Fickle Investors, More Pickups, And Why Yield Matters So Much

Includes: F, HOGS, SPY
by: Lou Basenese

As usual, I've selected a handful of graphics to put important economic and investing news into perspective for you.

Another Pick-Up for Pickups

Last week, I did my best Jeff Foxworthy impression and mentioned that you might be a redneck if you drive a pickup. But you'd be a pretty darn smart redneck if you also owned a few hundred shares of Ford (NYSE:F). Well, that's even truer today. Since then, Ford F-150 sales data for May came out. And it looks as if the boom times are back for dealerships.

Ford sold a total of 72,000 trucks in May, which brings the year-to-date total up to almost 300,000. That's a 21.5% increase over last year, and the highest total since the recession hit. As Americans keep buying pickups, is your portfolio built Ford tough? It should be.

Get a Grip, Would You?

The summer months promise to bring volatility to the stock market. But investors really need to get a grip on their emotions.

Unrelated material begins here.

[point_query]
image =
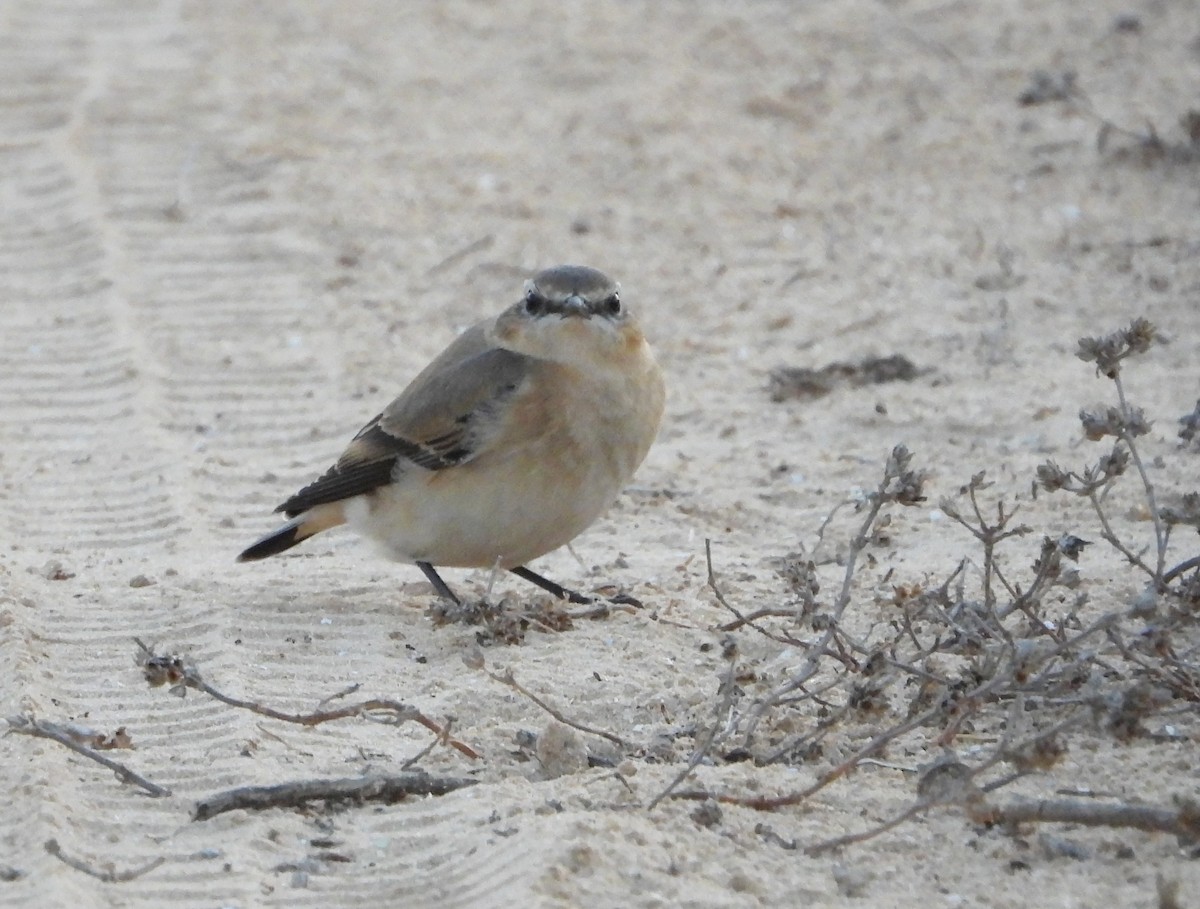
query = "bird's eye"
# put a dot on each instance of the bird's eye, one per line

The latest bullish sentiment reading from the American Association of Individual Investors (AAII) dropped to 29.5%. Keep in mind that two weeks ago it stood at a jubilant 49%. So we're talking about the largest two-week decline in bullish sentiment since the bull market began, according to Bespoke Investment Group. And all it took was about a 5% sell-off for the S&P 500?

Again, investors need to get a grip. I get that their risk appetite remains "almost paralyzed," as UBS Group's CEO Sergio Ermotti said. But there's no such thing as investing without volatility. Unless you're Bernie Madoff.

I must confess. The contrarian in me rejoices when I see this data. As average investors get more and more cautious about the rally, it's a strong indicator that stock prices are going to head higher still. Bring it!

Wherefore Art Thou, Yield?

Yesterday, I chastised Bloomberg for preying on everyday investors' insatiable hunger for income. Today, I want to flip the script and share why we're such easy targets: We’ve watched yields literally collapse ever since the Great Recession hit.

"In the past six years, central banks around the world have cut interest rates 515 times, increased global liquidity by $12 trillion and crushed bond yields to the point that almost 50% of all global government bond market cap currently trades below 1%," said Michael Hartnett at Bank of America. That has left investors of every stripe wondering if they can get any income at all these days.

Sure you can. Just not a lot. Not from the old tried and true investments, at least.

Now you know why I'm such a fan of merger arbitrage opportunities in this zero-yield world. It's a proven (but largely overlooked) way to earn short-term yields of 5% to 10% (or more). Speaking of which, it appears that one of my recent merger arbitrage recommendations, Zhongpin (NASDAQ:HOGS), will close in the next 30 days or so. But fear not, I'm researching several new opportunities and will let you know immediately once I find a suitable one.